Fishermen and Friends of the Sea (FFOS) has sounded an urgent warning to fishermen and mariners about a “volatile and highly flammable site” located 4.5 nautical miles off Orange Valley/Carapichaima Fishing port.
Six days ago, a ruptured oil line began spewing a fiery mix of hydrocarbon mixed with mud into the atmosphere, resulting in a slimy sludge in the waters of the Gulf of Paria.
Fishermen from Orange Valley, Carapichaima, and nearby fishing villages have been staying away from the area.
Corporate Secretary of FFOS Gary Aboud said the structure known as the “Christmas Tree” was “unmarked, unlit and there are no present navigational warnings for oncoming vessels which are in danger.” He said vessels were warned to stay upwind of the gas plume which might ignite or explode and was highly noxious.”
Aboud in company with other members of the FFOS visited the site yesterday morning and captured video footage showing what he described as “an extremely dangerous and highly pressurised well rupture spewing a gaseous aromatic hydrocarbon mixed with a muddy substance.
This gaseous sludge is covering the sea for miles.”
Aboud is questioning how, six days after this orphaned offshore oil/gas platform erupted, the Ministry of Energy had said they were still “trying to access which private company was in charge of that well before the ministry took it over.”
He is also demanding answers on whether the Energy Ministry keeps proper records of wells they have taken over.
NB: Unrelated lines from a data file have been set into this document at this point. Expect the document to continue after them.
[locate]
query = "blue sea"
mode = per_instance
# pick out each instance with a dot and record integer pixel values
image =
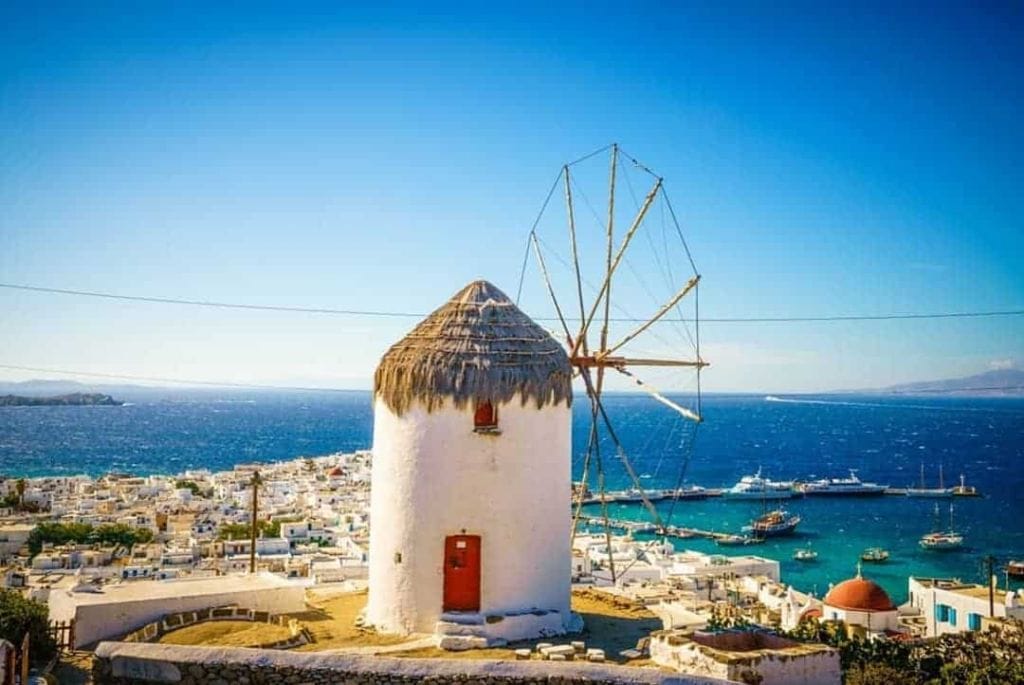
(886, 439)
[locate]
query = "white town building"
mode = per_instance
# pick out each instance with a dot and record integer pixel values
(470, 495)
(951, 606)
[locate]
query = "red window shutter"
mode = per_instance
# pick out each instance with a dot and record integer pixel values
(485, 417)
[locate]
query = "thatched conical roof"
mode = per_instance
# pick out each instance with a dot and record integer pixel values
(479, 346)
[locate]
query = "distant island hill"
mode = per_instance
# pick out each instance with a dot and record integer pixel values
(995, 383)
(73, 399)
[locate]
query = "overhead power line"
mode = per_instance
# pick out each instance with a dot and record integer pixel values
(294, 388)
(414, 314)
(176, 381)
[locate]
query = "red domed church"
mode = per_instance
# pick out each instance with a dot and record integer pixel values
(861, 602)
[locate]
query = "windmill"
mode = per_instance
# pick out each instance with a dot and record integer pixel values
(602, 338)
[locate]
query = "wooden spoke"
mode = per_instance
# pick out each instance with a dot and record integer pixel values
(622, 453)
(660, 312)
(551, 290)
(610, 233)
(599, 359)
(653, 392)
(602, 293)
(572, 241)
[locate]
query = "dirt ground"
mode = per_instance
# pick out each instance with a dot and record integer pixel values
(75, 669)
(226, 634)
(609, 624)
(332, 623)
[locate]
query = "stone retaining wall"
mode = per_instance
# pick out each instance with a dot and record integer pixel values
(174, 622)
(139, 664)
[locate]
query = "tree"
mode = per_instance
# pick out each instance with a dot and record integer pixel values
(244, 530)
(189, 485)
(880, 674)
(995, 655)
(19, 615)
(79, 533)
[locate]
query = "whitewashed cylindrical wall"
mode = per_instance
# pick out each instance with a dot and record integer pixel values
(434, 476)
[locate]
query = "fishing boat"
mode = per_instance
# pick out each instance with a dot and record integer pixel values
(693, 493)
(940, 491)
(757, 487)
(773, 523)
(966, 490)
(732, 540)
(875, 555)
(941, 541)
(852, 485)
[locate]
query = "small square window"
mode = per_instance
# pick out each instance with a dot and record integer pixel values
(485, 417)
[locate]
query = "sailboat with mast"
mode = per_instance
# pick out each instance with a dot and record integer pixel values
(924, 490)
(942, 540)
(772, 523)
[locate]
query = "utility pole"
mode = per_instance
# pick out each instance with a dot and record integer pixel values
(990, 562)
(255, 507)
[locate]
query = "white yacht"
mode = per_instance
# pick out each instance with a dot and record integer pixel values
(851, 485)
(756, 487)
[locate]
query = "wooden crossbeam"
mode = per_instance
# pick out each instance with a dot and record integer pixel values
(604, 360)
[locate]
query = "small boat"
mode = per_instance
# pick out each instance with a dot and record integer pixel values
(773, 523)
(757, 487)
(941, 541)
(851, 485)
(940, 491)
(690, 493)
(727, 540)
(966, 490)
(875, 555)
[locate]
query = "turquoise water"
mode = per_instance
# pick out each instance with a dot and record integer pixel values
(886, 439)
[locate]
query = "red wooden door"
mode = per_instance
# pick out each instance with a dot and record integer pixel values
(462, 573)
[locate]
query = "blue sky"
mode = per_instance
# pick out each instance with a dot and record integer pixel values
(822, 161)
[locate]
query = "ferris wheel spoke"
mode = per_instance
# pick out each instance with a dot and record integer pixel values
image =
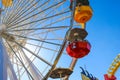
(56, 21)
(20, 60)
(23, 11)
(37, 13)
(19, 10)
(23, 14)
(6, 10)
(36, 40)
(33, 53)
(42, 19)
(30, 66)
(30, 29)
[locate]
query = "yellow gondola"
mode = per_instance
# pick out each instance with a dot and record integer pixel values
(7, 3)
(82, 14)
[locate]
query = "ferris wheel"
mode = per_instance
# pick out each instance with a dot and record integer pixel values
(33, 38)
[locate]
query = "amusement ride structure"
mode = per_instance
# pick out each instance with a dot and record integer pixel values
(113, 68)
(34, 34)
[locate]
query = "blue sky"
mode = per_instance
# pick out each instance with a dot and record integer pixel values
(104, 31)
“Is the Ministry incapable of responding to an emergency situation like this? Do we have the capacity to ensure public safety from the oil and gas sector? Who is the responsible party? Nothing has been done all week. When will this public endangerment be contained?”
Aboud said, “There are literally hundreds of decades-old, capped, orphaned or abandoned wells which may not have been properly decommissioned, and are corroding. Tank 70 erupted in 2017 despite the warnings stated in the 2003, Shell Integrity Tank Assessment Report.”
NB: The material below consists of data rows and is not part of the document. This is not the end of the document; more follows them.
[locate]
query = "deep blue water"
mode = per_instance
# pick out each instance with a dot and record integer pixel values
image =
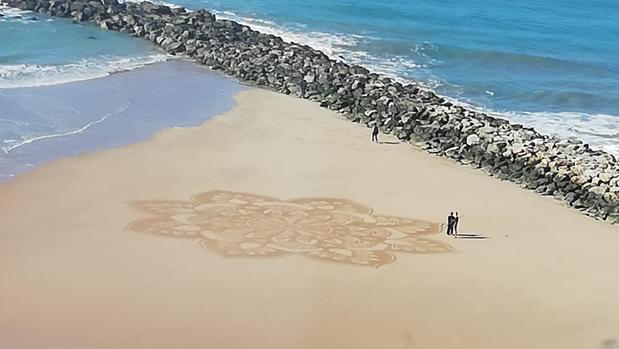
(551, 64)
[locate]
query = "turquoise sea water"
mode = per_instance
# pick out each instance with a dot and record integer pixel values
(551, 64)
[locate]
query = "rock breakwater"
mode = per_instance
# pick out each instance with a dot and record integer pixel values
(569, 170)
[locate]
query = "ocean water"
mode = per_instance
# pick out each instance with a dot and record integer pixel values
(550, 64)
(45, 123)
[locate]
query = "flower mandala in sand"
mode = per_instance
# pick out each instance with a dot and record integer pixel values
(240, 224)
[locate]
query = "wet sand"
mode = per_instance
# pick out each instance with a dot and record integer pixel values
(109, 250)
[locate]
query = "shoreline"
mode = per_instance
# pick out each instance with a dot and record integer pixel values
(569, 170)
(113, 111)
(86, 262)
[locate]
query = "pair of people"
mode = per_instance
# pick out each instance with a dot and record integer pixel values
(452, 224)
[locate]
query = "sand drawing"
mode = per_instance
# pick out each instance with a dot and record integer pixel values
(241, 224)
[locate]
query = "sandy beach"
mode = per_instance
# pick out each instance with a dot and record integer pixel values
(224, 236)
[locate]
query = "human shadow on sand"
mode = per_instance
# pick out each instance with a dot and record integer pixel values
(471, 236)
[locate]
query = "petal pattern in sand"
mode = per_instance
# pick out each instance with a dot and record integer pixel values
(241, 224)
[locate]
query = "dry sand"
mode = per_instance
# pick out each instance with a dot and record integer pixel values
(73, 275)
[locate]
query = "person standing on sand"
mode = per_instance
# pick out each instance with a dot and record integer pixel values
(451, 221)
(303, 85)
(375, 132)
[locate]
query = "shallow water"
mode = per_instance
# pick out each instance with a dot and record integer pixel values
(50, 122)
(548, 64)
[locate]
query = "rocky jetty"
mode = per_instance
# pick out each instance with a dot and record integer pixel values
(569, 170)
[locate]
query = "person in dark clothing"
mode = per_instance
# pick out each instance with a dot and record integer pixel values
(451, 221)
(303, 85)
(375, 132)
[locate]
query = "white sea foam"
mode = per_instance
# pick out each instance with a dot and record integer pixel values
(11, 13)
(600, 131)
(14, 144)
(29, 75)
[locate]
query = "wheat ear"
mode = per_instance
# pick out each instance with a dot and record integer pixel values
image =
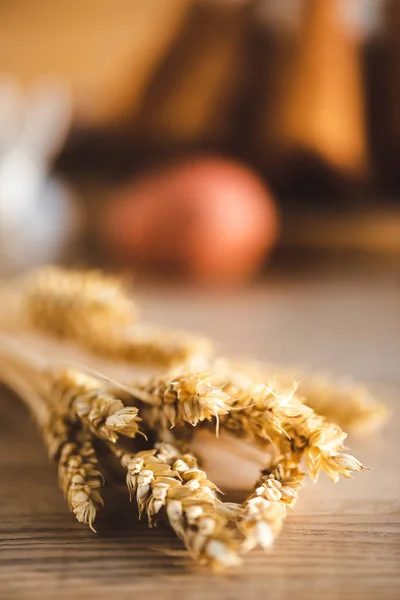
(79, 475)
(95, 311)
(165, 481)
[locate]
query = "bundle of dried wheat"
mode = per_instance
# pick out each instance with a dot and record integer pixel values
(85, 416)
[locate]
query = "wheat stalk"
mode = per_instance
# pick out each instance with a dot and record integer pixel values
(87, 399)
(95, 311)
(165, 481)
(72, 449)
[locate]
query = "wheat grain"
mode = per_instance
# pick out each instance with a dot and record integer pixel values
(86, 398)
(96, 311)
(165, 481)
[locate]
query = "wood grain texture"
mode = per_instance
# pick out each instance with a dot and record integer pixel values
(343, 541)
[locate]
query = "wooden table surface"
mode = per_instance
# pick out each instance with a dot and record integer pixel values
(343, 541)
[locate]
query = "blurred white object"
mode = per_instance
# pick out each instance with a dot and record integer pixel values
(37, 215)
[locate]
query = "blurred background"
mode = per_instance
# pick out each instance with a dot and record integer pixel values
(208, 141)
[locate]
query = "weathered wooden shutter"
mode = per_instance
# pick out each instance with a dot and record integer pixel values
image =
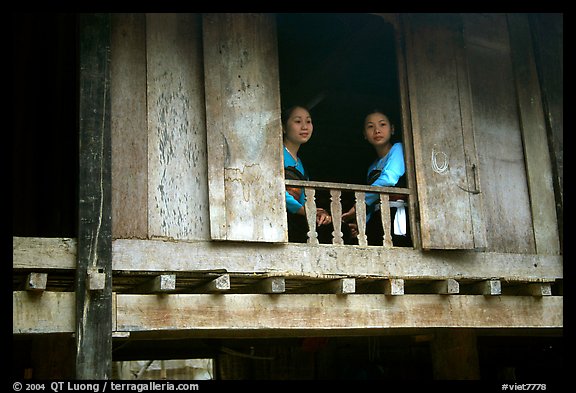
(444, 155)
(246, 183)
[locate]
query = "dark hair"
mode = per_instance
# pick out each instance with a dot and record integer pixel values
(287, 112)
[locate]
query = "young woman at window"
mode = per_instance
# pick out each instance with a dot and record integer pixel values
(297, 129)
(386, 171)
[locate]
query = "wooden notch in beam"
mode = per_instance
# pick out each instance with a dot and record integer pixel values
(446, 287)
(36, 282)
(216, 285)
(490, 287)
(159, 284)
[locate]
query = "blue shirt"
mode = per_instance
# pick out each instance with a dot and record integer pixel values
(392, 167)
(293, 205)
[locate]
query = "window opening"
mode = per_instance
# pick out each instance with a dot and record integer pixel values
(341, 66)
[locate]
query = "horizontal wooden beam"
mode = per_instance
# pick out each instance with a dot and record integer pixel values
(407, 263)
(329, 312)
(172, 256)
(53, 312)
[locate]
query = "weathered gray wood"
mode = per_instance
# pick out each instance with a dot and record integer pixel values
(408, 141)
(154, 255)
(159, 284)
(177, 166)
(45, 253)
(36, 282)
(94, 308)
(339, 286)
(501, 170)
(310, 208)
(49, 312)
(246, 182)
(360, 207)
(488, 287)
(394, 286)
(446, 287)
(439, 153)
(535, 143)
(347, 187)
(53, 312)
(218, 284)
(265, 313)
(129, 126)
(336, 212)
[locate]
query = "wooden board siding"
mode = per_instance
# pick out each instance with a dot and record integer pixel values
(536, 150)
(94, 305)
(432, 45)
(177, 172)
(246, 186)
(498, 136)
(258, 315)
(129, 126)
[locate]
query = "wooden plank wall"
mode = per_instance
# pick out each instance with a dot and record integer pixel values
(497, 135)
(158, 124)
(93, 284)
(244, 131)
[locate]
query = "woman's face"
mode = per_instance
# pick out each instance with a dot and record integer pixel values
(299, 126)
(377, 129)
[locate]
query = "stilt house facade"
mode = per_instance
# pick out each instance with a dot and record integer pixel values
(182, 231)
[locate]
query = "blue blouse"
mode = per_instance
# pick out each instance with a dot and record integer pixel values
(392, 167)
(293, 205)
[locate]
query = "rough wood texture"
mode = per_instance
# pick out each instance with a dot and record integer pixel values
(129, 126)
(177, 166)
(345, 314)
(155, 255)
(244, 130)
(48, 253)
(439, 147)
(536, 150)
(501, 170)
(94, 308)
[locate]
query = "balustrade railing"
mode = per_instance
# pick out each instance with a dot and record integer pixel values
(359, 192)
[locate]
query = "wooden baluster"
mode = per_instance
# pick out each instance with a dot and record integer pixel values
(310, 207)
(336, 209)
(386, 220)
(361, 218)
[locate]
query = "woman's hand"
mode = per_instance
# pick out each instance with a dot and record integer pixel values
(350, 215)
(322, 217)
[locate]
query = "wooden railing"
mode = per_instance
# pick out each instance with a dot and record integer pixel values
(359, 192)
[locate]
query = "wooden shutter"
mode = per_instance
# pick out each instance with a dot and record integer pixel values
(444, 154)
(246, 183)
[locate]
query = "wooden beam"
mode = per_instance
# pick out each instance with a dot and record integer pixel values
(93, 284)
(53, 312)
(159, 284)
(158, 255)
(535, 142)
(218, 284)
(49, 312)
(44, 253)
(266, 285)
(36, 282)
(446, 287)
(488, 287)
(265, 313)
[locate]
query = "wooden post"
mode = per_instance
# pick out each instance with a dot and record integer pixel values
(455, 355)
(94, 306)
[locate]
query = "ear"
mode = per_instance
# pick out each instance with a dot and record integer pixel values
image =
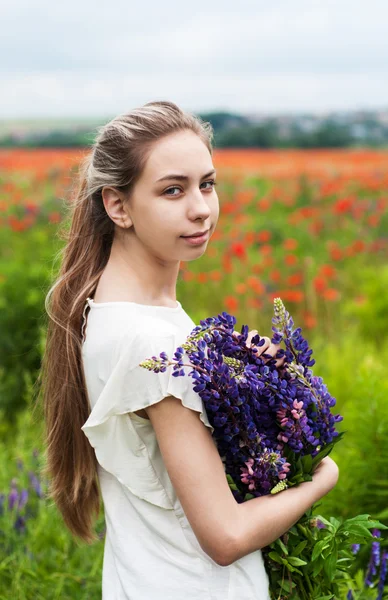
(116, 207)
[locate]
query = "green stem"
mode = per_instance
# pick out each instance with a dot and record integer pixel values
(309, 584)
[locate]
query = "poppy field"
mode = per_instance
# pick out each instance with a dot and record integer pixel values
(310, 227)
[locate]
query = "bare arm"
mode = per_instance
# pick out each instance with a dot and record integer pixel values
(225, 529)
(263, 520)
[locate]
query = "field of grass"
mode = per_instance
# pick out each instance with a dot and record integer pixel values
(310, 227)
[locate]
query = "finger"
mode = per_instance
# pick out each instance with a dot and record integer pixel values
(251, 334)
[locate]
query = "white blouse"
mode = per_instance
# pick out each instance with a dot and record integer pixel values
(151, 551)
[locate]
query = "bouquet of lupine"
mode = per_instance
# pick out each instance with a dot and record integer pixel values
(272, 428)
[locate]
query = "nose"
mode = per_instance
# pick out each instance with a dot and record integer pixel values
(199, 206)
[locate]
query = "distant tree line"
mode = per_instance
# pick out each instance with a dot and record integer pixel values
(239, 131)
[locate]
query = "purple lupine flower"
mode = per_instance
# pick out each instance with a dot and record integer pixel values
(23, 498)
(257, 413)
(374, 560)
(20, 524)
(35, 483)
(383, 574)
(13, 498)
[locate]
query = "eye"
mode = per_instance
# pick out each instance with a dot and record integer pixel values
(175, 187)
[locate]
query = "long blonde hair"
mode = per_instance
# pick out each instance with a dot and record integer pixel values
(116, 158)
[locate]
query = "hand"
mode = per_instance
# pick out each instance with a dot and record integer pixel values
(268, 350)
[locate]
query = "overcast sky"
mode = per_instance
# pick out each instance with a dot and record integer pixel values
(82, 58)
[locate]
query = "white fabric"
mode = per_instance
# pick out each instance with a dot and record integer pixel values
(151, 551)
Continuing to demand answers from the Ministry of Energy, Aboud asked whether there were maintenance schedules for abandoned platforms or capped wells.
He also asked when was the last time the Ministry of Energy did a safety inspection of the hundreds of abandoned wells in maritime waters and onshore sites.
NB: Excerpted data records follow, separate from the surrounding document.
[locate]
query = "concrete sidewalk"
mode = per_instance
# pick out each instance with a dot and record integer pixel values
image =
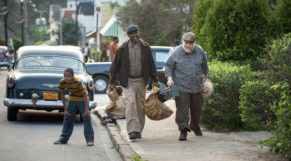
(160, 143)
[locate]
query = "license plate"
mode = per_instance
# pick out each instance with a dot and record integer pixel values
(50, 96)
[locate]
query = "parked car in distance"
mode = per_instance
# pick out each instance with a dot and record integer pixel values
(100, 71)
(5, 56)
(34, 79)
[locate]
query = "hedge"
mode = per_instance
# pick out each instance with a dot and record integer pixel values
(256, 99)
(221, 110)
(234, 29)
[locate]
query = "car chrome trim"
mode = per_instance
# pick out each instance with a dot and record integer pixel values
(28, 103)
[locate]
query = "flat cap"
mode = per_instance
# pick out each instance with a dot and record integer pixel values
(189, 36)
(132, 28)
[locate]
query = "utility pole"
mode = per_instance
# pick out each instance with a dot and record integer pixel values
(6, 23)
(25, 23)
(22, 23)
(77, 25)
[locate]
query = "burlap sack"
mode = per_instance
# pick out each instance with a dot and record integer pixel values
(113, 96)
(154, 109)
(207, 89)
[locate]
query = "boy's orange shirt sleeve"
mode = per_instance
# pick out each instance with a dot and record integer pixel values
(61, 87)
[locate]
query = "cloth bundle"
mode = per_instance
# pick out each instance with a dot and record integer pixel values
(113, 96)
(154, 108)
(207, 89)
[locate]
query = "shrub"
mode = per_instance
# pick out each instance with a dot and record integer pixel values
(200, 12)
(256, 99)
(282, 15)
(278, 72)
(277, 61)
(221, 110)
(237, 29)
(281, 141)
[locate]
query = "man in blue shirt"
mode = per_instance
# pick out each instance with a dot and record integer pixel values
(187, 68)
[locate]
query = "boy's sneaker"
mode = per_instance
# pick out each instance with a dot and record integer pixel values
(60, 142)
(90, 144)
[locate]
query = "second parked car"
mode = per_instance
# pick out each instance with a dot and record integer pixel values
(100, 71)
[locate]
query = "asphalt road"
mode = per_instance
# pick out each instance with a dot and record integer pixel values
(31, 137)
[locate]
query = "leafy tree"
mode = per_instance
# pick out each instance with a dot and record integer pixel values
(236, 29)
(160, 21)
(70, 33)
(200, 12)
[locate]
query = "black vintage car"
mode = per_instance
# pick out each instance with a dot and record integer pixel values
(32, 82)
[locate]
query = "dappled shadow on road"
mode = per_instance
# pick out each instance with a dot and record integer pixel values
(39, 117)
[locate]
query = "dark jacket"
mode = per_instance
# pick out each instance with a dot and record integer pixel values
(120, 65)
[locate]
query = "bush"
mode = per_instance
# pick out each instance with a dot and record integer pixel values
(277, 61)
(200, 12)
(281, 141)
(278, 65)
(282, 15)
(256, 99)
(221, 110)
(236, 29)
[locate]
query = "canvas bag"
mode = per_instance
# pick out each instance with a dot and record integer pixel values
(207, 89)
(113, 96)
(154, 108)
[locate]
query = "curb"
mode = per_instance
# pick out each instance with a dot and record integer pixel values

Aboud, a well-known environmentalist, said there were emergency response measures outlined in the National Oil Spill Contingency Plan and questioned why they had not been initiated.
He further questioned why the Coast Guard, as first responders to emergencies at sea, had not responded and set up warning signs to alert fishermen and users of the sea. Aboud said vulnerable, voiceless communities of shrimpers and fishermen and those who made a living from the sea were being jeopardised and their families were being pauperised by a recklessly contaminated fishery.
Contacted on the situation, head of corporate communications at Petrotrin Gillian Friday said the matter was being handled by the Ministry of Energy and Petrotrin was only asked to supply manpower.
Several attempts to get a response from that ministry were unsuccessful.